Hollande sur Macron : "La presse lui pardonne tout"

Hollande sur Macron : "La presse lui pardonne tout"
François Hollande au Parc des Princes le 25 août 2017.

Orange avec AFP, publié le vendredi 01 septembre 2017 à 18h34

Selon Paris Match, François Hollande aurait confié à ses proches et anciens conseillers une certaine amertume envers son successeur. En cause ? Le manque de reconnaissance d'Emmanuel Macron sur son bilan économique et une certaine bienveillance de la presse.

Après une (courte) période de réserve, François Hollande multiplie désormais les petites phrases et les avertissements à son ancien conseiller.

Le 22 août dernier, il avait mis en garde Emmanuel Macron sur une trop grande flexibilisation du marché du travail. "Il ne faudrait pas demander aux Français des sacrifices qui ne sont pas utiles", avait-il précisé quelques jours seulement avant la publication des ordonnances sur la réforme du code du travail. "C'est dur pour lui de se taire, je voyais qu'il n'était pas bien", a confié à Paris Match l'un de ses anciens conseillers, l'ancien maire PS de Quimper (Finistère), Bernard Poignant.
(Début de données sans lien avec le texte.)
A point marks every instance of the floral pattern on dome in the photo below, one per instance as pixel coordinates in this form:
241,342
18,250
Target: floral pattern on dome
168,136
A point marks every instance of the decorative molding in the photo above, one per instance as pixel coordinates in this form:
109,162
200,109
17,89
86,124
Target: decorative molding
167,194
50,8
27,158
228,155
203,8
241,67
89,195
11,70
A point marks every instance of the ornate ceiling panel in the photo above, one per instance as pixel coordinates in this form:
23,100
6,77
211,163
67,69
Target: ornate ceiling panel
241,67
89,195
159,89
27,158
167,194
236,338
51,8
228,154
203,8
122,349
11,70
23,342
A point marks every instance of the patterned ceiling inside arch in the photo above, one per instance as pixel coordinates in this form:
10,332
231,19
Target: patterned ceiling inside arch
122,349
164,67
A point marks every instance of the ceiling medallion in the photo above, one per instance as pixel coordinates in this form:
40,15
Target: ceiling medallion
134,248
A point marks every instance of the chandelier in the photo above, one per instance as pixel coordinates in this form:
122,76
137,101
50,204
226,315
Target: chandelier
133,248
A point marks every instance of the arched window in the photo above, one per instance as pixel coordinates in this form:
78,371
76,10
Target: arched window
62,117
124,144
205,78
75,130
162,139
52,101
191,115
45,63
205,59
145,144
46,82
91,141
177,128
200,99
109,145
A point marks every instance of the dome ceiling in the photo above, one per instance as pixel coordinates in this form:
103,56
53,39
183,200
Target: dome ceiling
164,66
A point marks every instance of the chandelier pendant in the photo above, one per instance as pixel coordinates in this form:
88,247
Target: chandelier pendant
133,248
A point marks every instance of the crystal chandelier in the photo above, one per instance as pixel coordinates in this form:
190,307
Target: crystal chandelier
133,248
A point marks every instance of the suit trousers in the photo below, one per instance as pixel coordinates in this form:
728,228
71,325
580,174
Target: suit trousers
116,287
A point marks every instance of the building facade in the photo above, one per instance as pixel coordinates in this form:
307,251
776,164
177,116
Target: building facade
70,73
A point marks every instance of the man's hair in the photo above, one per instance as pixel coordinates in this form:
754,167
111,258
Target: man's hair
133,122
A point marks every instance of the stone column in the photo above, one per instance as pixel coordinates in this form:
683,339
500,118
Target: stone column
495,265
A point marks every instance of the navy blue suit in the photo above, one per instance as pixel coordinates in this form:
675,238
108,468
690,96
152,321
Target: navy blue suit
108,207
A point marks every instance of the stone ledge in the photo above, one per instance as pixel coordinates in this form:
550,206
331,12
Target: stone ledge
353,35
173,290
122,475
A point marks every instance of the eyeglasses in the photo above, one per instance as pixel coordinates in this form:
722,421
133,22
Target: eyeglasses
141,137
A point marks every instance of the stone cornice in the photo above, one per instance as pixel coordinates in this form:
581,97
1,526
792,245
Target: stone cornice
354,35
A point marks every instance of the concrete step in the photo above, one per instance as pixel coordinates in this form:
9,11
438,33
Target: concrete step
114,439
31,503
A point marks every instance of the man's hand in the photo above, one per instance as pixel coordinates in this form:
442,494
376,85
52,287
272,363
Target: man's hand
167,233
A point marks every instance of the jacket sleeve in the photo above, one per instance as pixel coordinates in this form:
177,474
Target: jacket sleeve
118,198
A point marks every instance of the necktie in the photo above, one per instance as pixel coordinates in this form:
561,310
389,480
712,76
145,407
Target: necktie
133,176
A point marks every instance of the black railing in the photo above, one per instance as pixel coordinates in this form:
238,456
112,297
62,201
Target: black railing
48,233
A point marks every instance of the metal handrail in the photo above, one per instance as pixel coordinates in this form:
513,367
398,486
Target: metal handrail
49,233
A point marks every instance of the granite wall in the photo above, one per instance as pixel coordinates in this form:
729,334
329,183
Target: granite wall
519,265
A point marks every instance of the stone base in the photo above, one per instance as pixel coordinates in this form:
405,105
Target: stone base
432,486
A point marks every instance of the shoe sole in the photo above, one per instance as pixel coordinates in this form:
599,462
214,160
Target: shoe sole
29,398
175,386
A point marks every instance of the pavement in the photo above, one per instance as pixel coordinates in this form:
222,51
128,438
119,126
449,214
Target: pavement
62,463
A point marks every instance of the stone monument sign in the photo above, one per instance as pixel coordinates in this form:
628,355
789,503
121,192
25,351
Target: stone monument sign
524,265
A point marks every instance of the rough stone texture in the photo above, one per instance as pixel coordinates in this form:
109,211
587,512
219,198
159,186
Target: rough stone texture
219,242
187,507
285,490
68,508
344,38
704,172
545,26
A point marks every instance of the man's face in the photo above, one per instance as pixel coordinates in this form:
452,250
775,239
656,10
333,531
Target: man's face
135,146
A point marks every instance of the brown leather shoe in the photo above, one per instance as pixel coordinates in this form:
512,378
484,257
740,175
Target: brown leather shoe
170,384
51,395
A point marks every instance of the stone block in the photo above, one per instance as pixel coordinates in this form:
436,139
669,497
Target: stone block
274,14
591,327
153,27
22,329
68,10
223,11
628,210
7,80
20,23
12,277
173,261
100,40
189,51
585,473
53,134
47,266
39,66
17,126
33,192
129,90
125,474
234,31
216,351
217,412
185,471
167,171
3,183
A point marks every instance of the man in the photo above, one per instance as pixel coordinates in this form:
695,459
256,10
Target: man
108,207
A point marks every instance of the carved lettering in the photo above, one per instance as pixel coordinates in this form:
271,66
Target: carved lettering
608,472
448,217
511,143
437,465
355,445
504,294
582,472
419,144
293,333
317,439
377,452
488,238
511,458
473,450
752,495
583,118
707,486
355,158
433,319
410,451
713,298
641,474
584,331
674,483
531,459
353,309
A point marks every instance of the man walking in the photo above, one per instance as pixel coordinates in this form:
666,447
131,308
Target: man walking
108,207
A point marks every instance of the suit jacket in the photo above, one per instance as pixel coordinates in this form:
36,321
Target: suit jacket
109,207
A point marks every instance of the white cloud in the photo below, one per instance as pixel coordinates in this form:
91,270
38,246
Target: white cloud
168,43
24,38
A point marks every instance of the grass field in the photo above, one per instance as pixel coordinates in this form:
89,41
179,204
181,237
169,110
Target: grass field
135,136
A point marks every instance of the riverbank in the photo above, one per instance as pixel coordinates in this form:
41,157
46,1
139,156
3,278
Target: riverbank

À LA PLACE D'ÉDOUARD PHILIPPE, "JE N'AURAIS PAS FAIT DE DISCOURS DE POLITIQUE GÉNÉRALE"

Selon l'hebdomadaire, François Hollande n'aurait pas apprécié que certains soutiens d'Emmanuel Macron s'attribuent les bons chiffres économiques (croissance en hausse, baisse du chômage....) publiés ces dernières semaines, en évoquant un "effet Macron" ou un "choc de confiance" impulsé par l'élection du candidat d'En Marche !. Selon l'ancien ministre de l'Économie, Michel Sapin, l'ancien chef de l'État "aurait aimé plus d'élégance et un discours plus équilibré" sur la question. "Il n'a pas le sentiment d'un échec sur le fond", ajoute également son ex-chef de cabinet, Christophe Pierrel.



Au-delà de ce manque de reconnaissance, François Hollande se serait également étonné d'une certaine clémence de la presse envers son successeur. Exemples ? L'abandon de sa promesse de créer un ministère plein et entier dédié aux Droits des femmes ou encore le recul sur l'interdiction pour les détenteurs d'un casier judiciaire de se présenter à une élection. "J'aurais abandonné des promesses au bout de deux mois, j'aurais été étrillé par la presse", aurait confié l'ex-président à son ami et ancien secrétaire général de l'Élysée, Jean-Pierre Jouyet. "Lui, on lui pardonne tout..."

Autre mauvais point : la prise de parole du président juste avant le discours de politique générale du Premier ministre, Édouard Philippe : "Qu'est-ce qui leur a pris ?", se serait interrogé François Hollande selon Paris Match. "Si j'étais Édouard Philippe, je n'aurais pas fait pas de discours de politique générale".